Nun wird es kaum verwundern zu hören, dass jene geographischen und geologischen Eigenheiten – extreme Tiefenlage, Strahlung der Backsteine, darüber hinaus aber auch Dämpfe aus dem Moor und merkwürdig schillernde Herbstnebel – dass all jene Eigenheiten also zu einem ausgeprägten Scharfsinn der Oldenburger führten. (Die Pfeffersuppe mag das ihrige beigesteuert haben.)

Von allen klugen Oberhäuptern war aber Anton der klügste, und so ist er als Großer Häuptling Anton in die Annalen der Stadtgeschichte eingegangen.

Schon als junger Mensch ahnte Anton, dass Leben außerhalb Oldenburgs möglich und also wahrscheinlich sein musste; und um sein Wissen über die Welt und ihre Erscheinungen zu mehren, ließ er sich von seinen Handwerkern eine Kutsche anfertigen, mit der ihn seine geliebten Pferde in die entlegensten Königreiche und Grafschaften bringen konnten.

Über jene Kutsche wurde seinerzeit in Oldenburg viel Aufhebens gemacht.
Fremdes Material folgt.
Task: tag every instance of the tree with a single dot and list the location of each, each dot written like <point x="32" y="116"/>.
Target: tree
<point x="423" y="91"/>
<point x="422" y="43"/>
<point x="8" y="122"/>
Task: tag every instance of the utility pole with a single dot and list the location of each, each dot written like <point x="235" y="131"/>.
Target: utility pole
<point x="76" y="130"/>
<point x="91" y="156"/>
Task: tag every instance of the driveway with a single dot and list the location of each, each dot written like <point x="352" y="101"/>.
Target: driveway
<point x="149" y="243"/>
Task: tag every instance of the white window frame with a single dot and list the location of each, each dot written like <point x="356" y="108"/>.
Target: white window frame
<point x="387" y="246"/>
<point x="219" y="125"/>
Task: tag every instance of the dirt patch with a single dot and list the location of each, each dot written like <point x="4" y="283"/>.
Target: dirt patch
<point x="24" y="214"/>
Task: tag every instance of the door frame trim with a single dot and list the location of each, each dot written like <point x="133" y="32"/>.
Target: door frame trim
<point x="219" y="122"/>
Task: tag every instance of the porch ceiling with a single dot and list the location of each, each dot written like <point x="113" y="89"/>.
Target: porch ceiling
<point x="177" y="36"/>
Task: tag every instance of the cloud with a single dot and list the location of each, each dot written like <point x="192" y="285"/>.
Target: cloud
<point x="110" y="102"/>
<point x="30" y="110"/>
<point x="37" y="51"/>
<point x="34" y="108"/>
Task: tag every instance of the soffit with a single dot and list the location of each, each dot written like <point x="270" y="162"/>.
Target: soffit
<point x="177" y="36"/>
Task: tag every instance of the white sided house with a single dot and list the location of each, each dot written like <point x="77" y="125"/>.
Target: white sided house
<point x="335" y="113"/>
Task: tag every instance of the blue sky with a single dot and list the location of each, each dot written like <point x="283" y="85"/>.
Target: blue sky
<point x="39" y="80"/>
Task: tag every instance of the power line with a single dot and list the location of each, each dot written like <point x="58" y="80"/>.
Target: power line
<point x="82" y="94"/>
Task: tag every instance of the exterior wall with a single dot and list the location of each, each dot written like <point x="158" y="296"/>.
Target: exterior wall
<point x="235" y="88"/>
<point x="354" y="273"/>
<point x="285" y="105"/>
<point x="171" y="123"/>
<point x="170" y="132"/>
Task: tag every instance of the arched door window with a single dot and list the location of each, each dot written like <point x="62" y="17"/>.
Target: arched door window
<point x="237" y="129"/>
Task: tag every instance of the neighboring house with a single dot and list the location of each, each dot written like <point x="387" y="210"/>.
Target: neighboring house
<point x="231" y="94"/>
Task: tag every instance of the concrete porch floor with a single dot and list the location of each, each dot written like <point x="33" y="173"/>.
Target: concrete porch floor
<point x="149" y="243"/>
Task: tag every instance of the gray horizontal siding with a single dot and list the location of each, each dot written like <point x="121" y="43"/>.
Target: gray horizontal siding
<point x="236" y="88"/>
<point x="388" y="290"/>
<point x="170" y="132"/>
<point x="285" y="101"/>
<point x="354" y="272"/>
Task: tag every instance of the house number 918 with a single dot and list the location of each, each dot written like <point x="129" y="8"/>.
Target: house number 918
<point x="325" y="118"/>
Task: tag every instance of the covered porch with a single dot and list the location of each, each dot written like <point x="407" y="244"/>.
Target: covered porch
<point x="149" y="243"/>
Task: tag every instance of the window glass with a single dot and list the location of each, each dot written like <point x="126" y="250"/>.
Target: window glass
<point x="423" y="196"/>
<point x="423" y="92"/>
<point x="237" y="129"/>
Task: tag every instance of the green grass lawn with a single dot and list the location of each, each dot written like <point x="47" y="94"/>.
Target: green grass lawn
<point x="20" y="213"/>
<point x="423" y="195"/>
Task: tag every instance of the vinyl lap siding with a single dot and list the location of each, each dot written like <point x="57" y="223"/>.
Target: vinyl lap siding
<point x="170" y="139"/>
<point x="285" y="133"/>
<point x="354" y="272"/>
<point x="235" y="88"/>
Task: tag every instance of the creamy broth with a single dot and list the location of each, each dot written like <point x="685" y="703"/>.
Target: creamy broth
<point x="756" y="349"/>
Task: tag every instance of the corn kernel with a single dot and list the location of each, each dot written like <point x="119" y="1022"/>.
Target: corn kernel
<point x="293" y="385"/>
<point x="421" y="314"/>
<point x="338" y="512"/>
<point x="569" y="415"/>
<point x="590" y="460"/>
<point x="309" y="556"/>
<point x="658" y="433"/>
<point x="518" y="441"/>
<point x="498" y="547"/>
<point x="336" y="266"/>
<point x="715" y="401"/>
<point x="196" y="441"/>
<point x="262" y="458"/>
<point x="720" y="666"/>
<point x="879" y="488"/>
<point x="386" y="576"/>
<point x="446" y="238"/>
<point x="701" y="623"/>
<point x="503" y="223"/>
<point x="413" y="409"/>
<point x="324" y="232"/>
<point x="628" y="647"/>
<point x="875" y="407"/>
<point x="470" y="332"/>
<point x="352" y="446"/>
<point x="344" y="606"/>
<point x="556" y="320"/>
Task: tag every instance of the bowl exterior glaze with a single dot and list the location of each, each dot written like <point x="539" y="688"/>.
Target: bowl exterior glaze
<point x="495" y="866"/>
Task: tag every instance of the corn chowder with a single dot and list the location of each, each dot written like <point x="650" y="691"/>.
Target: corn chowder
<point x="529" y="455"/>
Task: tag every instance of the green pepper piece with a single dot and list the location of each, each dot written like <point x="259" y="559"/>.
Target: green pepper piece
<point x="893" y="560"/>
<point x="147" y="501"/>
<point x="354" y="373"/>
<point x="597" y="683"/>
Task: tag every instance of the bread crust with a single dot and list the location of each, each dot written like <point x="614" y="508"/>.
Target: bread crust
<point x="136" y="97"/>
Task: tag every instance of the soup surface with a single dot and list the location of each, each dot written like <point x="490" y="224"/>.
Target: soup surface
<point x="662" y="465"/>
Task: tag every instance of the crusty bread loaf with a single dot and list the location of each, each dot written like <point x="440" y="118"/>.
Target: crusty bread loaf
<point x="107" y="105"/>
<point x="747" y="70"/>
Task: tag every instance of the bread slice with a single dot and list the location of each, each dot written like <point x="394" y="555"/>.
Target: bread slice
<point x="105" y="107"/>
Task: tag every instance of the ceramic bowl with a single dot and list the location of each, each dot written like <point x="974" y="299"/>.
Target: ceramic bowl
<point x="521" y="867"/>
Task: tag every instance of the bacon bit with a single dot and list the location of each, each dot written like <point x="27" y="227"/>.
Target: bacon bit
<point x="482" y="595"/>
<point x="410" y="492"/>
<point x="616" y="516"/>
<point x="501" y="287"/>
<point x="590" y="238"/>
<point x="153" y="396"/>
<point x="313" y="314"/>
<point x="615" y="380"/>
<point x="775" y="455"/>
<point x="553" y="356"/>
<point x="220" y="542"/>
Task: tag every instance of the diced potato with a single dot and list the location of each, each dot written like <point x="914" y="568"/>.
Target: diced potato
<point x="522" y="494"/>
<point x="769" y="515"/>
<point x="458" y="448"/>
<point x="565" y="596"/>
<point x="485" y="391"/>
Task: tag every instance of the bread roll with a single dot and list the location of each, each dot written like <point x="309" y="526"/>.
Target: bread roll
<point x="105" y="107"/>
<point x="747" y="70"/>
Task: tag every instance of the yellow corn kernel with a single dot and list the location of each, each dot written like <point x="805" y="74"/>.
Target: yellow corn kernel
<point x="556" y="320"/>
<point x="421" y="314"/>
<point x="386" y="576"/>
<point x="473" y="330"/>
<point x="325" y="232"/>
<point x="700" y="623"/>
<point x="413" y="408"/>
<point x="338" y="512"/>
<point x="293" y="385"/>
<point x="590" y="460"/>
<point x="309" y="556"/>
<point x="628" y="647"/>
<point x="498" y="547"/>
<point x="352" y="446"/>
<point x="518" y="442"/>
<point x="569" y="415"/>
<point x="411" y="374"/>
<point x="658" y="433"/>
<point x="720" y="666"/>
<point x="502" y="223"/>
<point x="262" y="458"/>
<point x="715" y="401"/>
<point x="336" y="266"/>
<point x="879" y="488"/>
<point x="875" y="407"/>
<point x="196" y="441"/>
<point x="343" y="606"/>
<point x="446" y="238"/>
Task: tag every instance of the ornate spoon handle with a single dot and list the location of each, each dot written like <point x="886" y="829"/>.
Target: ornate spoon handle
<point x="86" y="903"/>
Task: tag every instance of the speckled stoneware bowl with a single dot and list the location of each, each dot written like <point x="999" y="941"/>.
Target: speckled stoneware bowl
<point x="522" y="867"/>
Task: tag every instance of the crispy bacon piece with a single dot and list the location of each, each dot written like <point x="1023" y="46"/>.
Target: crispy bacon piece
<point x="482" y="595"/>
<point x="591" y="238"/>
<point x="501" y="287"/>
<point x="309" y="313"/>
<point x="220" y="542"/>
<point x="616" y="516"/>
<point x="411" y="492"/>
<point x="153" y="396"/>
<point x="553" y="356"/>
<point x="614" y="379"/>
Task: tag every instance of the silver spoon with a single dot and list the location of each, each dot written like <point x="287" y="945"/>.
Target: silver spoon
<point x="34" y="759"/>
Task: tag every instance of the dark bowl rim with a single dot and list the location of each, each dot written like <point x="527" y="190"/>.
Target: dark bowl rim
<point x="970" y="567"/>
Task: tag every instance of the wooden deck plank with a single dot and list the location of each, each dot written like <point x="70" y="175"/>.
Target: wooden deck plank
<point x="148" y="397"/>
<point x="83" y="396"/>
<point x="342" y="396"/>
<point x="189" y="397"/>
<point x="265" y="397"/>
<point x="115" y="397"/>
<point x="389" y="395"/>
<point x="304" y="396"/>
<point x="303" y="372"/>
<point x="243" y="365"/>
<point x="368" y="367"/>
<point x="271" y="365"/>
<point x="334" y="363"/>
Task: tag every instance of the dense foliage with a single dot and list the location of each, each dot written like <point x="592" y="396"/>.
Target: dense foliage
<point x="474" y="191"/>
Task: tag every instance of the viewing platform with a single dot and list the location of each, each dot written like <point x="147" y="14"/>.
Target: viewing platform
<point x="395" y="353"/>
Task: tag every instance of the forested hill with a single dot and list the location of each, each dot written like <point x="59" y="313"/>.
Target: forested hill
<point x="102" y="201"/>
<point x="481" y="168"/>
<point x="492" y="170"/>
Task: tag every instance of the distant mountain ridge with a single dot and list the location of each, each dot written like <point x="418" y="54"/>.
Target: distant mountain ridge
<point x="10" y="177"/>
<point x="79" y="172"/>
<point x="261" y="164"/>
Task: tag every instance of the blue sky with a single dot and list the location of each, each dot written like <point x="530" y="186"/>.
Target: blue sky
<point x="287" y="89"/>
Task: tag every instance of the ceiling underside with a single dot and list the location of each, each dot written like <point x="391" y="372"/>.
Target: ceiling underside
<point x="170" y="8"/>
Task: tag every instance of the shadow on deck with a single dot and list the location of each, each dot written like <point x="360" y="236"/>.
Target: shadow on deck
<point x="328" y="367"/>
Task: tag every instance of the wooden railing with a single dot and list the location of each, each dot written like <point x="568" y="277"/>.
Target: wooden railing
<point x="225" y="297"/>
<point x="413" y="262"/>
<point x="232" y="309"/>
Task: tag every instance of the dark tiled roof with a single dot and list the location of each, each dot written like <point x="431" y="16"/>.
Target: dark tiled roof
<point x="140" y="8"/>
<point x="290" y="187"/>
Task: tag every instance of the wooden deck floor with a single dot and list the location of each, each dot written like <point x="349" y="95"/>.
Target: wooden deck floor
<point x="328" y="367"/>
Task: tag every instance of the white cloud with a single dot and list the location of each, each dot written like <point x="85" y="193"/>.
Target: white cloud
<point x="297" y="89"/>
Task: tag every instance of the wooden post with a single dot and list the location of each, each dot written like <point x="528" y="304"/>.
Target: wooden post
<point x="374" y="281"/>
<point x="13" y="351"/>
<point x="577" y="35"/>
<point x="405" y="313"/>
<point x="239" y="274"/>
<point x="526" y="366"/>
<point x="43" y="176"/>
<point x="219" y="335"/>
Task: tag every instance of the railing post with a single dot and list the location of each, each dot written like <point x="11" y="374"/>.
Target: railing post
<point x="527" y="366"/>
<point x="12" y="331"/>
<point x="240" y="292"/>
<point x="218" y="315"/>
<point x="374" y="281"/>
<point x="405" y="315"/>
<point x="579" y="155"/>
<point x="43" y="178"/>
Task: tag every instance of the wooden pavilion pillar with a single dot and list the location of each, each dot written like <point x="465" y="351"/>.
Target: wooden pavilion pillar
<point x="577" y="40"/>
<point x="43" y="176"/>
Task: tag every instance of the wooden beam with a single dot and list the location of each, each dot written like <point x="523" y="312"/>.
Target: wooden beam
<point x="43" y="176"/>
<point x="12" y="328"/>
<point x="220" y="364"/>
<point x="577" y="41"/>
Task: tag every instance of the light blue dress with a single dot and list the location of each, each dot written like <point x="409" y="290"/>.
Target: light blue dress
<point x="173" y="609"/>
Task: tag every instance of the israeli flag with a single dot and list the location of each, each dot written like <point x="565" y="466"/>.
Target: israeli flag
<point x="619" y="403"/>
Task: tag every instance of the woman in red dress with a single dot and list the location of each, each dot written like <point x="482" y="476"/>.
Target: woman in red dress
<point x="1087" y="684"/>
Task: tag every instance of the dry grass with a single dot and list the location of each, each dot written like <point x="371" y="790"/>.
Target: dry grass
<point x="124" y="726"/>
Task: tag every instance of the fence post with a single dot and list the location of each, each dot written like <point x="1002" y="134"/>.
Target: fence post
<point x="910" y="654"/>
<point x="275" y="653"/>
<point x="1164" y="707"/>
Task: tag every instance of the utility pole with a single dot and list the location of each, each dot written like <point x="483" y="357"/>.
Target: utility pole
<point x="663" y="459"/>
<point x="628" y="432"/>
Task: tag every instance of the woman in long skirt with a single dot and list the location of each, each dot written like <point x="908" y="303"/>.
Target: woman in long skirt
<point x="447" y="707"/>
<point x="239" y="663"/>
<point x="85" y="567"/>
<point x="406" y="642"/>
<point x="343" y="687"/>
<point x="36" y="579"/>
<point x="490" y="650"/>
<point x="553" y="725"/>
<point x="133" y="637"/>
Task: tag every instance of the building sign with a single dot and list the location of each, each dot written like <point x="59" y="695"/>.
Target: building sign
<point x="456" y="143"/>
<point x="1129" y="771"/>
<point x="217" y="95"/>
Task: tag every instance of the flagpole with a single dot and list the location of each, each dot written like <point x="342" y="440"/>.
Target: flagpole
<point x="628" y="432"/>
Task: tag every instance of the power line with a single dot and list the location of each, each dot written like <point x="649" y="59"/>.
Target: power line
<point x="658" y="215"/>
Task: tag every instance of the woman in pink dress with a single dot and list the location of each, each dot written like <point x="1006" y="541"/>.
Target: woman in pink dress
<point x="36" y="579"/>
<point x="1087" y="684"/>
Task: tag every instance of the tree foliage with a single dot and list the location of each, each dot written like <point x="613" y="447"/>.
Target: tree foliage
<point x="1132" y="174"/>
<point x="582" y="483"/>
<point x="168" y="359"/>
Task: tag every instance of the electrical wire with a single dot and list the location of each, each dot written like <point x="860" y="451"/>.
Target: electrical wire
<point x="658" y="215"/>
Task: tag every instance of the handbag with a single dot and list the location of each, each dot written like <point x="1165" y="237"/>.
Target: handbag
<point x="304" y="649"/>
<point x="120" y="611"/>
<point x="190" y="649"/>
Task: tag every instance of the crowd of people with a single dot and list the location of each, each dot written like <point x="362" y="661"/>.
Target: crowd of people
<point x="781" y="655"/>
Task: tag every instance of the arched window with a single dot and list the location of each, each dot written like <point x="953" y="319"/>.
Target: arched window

Angeblich fuhr sie so schnell, als ob hundert Pferde sie zögen; wie auf planen Bahnen gleite sie über das Land und führe den Großen Häuptling in einem Bruchteil der üblichen Reisezeit an sein Ziel.

Das ist schwarze Magie, brummten die Alten. Das ist die Zukunft, flüsterten die Jungen.

Unglück, zieh vorüber [ 5 ]

Dann aber wäre da noch die Sache mit dem Aberglauben.

Im Allgemeinen zeichnen sich Wirtschaft und Gesellschaft in Oldenburg durch allerhöchstes Gedeihen und Umtriebigkeit aus, die lediglich an den Sonn- und Feiertagen zum Erliegen kommen.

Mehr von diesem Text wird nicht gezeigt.